Gilles Peterson is known as one of the most influential radio and club DJs in the world. As a teenager, he started his own pirate radio station in his backyard. The young boy who was playing records on the airwaves independently, now has one of the most popular radio shows on Radio 6 Music, which is broadcast from UK’s largest radio station BBC. While continuing to dig up gems from the past, in 2016, he launched the online radio platform, Worldwide FM, and provides a platform for international DJs and influencers. In the 90s he was instrumental in igniting the Acid Jazz movement with the Talkin’ Loud label, and now has become a driving force in the UK Jazz movement by releasing new talent from his label Brownwwood Recordings. He has been preaching the gospel of music for over 30 years as a DJ, record label owner, festival curator/producer, and also founded the Steve Reid Foundation to support musicians. He shared many fascinating vinyl stories for this interview.
――How did you get into records?
G: I started collecting quite late, when I was fourteen. I’ve spoken to early hiphop DJs and some of them were collecting since they were six. My brother and sister had records, so my brother and sister used to have records in the house. So I started listening to their records.
The record that I was first really obsessed by was by a group called Caravan, and it was called “In the Land of Grand Pink”. It was a kind of prog-rock record that my brother liked, and I still really like this record actually, but it’s kind of an obscure band from Southern England, from Kent. I remember coming home looking forward to playing it, and looking forward to going to my brother’s room because he wouldn’t be home yet, so I could listen to his record.
――Was it hip for your older brother and sister to have turntables and vinyl?
G: It was a pretty normal thing. Most people had records because it made up who you were very much. In England particularly, identity is quite an important part of who you are as a growing human, as you grow into adulthood. Identity and belonging to something…I think it’s a bit different to maybe how the French are somehow. Because I had a French background as well, it was a bit confusing for us, but we were a combination of like a French traditional family, but living in kind of an English environment. On one hand my mum would be listening to French radio, listening to chanson and French music and that whole thing. Whereas some English families, their parents would be listening to BBC Radio 4, but we weren’t listening to any of that. My brother would be listening to John Peel at nighttime. And so it was really this combination of a kind of Englishness and Frenchness.
――Growing up around all these records at home, when did you start buying records on your own?

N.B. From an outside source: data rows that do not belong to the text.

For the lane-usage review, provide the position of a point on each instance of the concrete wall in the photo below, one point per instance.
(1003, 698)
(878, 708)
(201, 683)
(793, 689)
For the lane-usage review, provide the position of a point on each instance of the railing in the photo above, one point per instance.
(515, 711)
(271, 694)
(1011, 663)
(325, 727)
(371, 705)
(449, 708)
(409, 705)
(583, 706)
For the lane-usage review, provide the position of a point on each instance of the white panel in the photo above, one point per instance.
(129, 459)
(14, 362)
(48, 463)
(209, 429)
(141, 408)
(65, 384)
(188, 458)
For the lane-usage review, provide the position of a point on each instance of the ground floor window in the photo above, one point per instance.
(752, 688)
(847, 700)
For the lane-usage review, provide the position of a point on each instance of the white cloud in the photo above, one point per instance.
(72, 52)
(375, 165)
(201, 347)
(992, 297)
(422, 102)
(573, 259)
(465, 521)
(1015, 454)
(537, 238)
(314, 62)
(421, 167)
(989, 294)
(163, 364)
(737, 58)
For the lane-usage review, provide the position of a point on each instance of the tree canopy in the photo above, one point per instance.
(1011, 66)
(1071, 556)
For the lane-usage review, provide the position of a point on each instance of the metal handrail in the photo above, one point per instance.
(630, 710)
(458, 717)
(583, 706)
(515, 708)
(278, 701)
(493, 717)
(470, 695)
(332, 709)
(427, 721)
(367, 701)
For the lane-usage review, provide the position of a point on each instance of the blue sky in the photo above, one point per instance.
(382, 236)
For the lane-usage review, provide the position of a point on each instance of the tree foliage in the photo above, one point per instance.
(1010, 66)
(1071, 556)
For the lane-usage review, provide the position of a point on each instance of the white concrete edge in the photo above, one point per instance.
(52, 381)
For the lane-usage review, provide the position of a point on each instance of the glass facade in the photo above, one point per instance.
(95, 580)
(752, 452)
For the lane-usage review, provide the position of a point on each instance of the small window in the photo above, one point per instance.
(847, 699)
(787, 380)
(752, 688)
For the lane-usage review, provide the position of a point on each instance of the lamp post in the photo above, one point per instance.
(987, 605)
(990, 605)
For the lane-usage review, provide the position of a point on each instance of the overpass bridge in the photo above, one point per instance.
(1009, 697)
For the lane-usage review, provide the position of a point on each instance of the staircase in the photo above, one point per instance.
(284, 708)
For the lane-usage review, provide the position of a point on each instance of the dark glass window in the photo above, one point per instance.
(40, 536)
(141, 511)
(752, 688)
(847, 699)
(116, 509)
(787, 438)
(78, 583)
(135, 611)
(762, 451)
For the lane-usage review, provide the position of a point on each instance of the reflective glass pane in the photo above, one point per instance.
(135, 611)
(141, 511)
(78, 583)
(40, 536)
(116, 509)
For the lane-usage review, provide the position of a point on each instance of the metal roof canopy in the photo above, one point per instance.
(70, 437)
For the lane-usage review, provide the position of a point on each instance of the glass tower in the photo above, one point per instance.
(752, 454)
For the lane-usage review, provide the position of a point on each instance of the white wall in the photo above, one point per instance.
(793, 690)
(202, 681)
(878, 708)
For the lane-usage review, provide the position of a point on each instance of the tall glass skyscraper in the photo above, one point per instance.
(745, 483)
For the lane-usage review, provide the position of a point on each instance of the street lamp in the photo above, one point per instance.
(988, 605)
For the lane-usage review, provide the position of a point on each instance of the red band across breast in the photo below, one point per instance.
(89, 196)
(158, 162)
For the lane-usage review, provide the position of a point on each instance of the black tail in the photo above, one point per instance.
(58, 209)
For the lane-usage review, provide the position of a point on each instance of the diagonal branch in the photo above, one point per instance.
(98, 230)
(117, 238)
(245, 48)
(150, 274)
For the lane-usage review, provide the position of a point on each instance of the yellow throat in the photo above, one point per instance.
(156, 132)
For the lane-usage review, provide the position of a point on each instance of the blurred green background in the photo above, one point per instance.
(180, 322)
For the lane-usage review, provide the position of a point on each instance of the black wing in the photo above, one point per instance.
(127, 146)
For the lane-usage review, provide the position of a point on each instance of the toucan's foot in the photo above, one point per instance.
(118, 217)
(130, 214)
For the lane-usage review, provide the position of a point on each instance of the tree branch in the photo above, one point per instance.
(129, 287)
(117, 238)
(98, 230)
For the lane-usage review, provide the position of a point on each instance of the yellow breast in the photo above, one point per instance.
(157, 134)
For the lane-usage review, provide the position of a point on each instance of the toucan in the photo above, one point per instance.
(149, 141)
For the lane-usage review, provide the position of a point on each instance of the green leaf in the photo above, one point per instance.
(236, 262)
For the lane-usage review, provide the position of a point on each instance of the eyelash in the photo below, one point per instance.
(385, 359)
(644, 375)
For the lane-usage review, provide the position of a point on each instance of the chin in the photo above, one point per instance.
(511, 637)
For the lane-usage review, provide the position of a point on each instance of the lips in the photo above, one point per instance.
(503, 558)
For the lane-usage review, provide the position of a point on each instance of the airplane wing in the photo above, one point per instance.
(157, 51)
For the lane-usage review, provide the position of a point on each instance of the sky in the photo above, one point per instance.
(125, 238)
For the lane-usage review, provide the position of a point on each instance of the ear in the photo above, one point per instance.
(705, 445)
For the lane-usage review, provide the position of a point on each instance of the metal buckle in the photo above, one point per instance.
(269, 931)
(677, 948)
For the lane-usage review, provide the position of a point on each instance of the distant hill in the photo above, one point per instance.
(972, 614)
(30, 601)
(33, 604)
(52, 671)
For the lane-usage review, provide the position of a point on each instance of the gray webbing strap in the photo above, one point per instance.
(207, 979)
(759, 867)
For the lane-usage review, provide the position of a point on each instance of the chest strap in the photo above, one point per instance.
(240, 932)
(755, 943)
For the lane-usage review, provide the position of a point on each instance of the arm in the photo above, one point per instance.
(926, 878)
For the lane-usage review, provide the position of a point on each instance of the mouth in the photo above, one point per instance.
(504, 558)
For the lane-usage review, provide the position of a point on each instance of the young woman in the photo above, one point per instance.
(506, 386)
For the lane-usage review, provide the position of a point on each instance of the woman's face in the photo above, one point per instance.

G: The nearest town to me was a town called Sutton in South London, near Croydon, which is where Dubstep was invented. There was a High Street, and there was a record shop, Our Price Records which opened up in Sutton. My brother once took me to Sutton, and we went into the Our Price. He started going through all the racks, and then I started
going through the racks as well. And then he looked to me and said “Why are you doing that? You don’t know anything.” And I was like it’s true, but I wanted to be cool, but I couldn’t. So he shamed me, so from that moment onwards, I wanted to know what was in those shelves. I think that’s probably one of the reasons I became kind of you know…before then I was a collector person. In school I used to collect marbles, or I’d collect football cards, I had a good electric train set. When I was at school, because my mom and dad were French, I used to always get my clothes from France. So I used to get all the adidas stuff, and that was stuff that wasn’t in England. So I used to be the adidas boy. So I used to have the Gazelles and all those shoes before people had them. I was always into collecting and getting stuff that you couldn’t get in London or in the streets. So when I found records it was cool because I could collect, and find exotic stuff that wasn’t
made in England.
So first of all I started collecting records, and this was the time when punk and post-punk were happening. I remember buying things like Blondie, I remember buying Electric Light Orchestra, I remember buying Madness “One Step Beyond”. I used to get a magazine every two weeks called “Smash Hits”. “Smash Hits” was like a pop magazine, I think it still exists. They’d always have reviews, and I’d do lists of everything. Around 13, 14 I basically became a soul boy. I dropped all the pop stuff, and went straight for the jazz, funk, and disco.
For me it’s nostalgic, so when I was in my early teens, they used to bring in imports from Japan. They cost loads, like 20 pounds, or 15 pounds for an import from Japan. Some of the imports from Japan were really good jazz funk. Like Hiroshi Fukumura, Terumasa Hino, Shigeharu Mukai, all these people. It was a bit like having an acetate, to have the Japanese imports and versions of these tracks. People would be like “what the hell is that?” and it made you unique, it kind of gave you an edge. In the old days, and still now to a certain degree, it’s about having music that other people don’t have. The Japanese things
was about having an arsenal. “Wow Gilles Peterson, he’s got a lot of great tracks”, part of that would have been the Japanese stuff.
Raised in South London by French/Swiss parents, radio jock, club DJ, and compiler Gilles Peterson grew up speaking French at home and English everywhere else. At 18, Petersonbegan DJing around London, ultimately spinning at the now-famous Dingwalls club in Camden. His sets covered the spectrum of urban music, from jazz to funk to soul and back to hip-hop. Out of this, Peterson co-founded the Acid Jazz label with some colleagues.